Their ancestral lands go from the Napo in the north to the Curaray in the south.
Up until the present, only one third of their ancestral lands have been legally recognised as belonging to them.
But what is certain is that not even the legally recognised land’s limits have been respected.
On the other hand, petroleum companies, illegal loggers and other invaders are determined to make disappear in a few decades the entire Amazonia, the world’s most important lung and the scenario where the only people in the world who have opted to not adopt Western forms of life: isolated peoples.
Many petroleum companies from all over the world have set up shop in Huaorani territory, devastating the forests and establishing ambiguous relationships between petroleum companies and the Huaoranis.
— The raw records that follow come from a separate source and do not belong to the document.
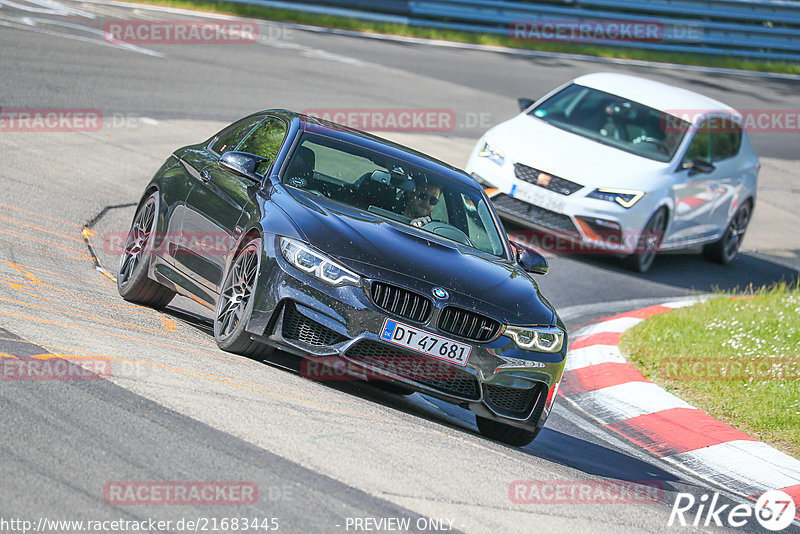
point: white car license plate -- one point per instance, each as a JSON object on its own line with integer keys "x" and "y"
{"x": 538, "y": 196}
{"x": 425, "y": 342}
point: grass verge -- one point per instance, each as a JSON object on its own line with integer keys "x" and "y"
{"x": 737, "y": 359}
{"x": 327, "y": 21}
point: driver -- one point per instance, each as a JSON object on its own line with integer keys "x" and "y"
{"x": 420, "y": 203}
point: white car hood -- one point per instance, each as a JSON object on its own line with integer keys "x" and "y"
{"x": 535, "y": 143}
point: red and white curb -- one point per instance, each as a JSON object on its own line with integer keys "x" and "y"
{"x": 599, "y": 381}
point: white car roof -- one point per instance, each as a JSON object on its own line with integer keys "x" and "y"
{"x": 654, "y": 94}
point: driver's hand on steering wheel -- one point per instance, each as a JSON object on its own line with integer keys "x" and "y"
{"x": 419, "y": 222}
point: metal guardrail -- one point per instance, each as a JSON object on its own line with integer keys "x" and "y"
{"x": 765, "y": 29}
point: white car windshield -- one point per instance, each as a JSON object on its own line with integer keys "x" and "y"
{"x": 614, "y": 121}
The worst disaster was caused by the US’s Maxus, when it constructed a roadway, referred to as the Auca Via- which divides the Territory in two as a route of oil and loss of culture that grows constantly from north to south.

In these moments, more in the east, Petrobras is entering into the Yasuni National Park, home to Huaorani groups, including the Baihuaris and one of the three natural parks with the world’s largest biodiversity.

There exist various Huaorani clans with varying degrees of or no contact with non-indigenous people: Babeiris, Guequetadis, Piyemoidis, Huepeiris, Baihuaris, Tagaeris, Taromenanis, etc; are or were some of them.
Of those groups which have had contact, perhaps those who best maintain their traditions are the Baihuaris. Far away down river from the Tihuino, the Mencaro and the Cononaco, one finds the Bameno community, the most important of Baihuari clan and even further on, Omeede.
In Bameno where 65 people live, half of them children, there exists much respect for the elderly: the warriors Kamperi and Ahua are the community’s two symbols and the elders, Miñimo, Bebanka and Mimá are reference for the entire clan.
Kominda is one of the best monkey hunters, the principal food of this clan in the hot months of November and December.
Omeede" ("Our Jungle" in Huao Tiriro), is the space for an ecological tourism alternative administered by the community itself and with support from the ONHAE, the responsible organisation.

It is being constructed near the Bameno community and already has the maloka- a traditional house for various families and various services for housing various tourists.
However ambiguous that it may appear, this option to generate their own sources of income is perhaps one of the few alternatives that remain for the community to defend its ancestral territories and culture in the face of advancing economic interests from the outside.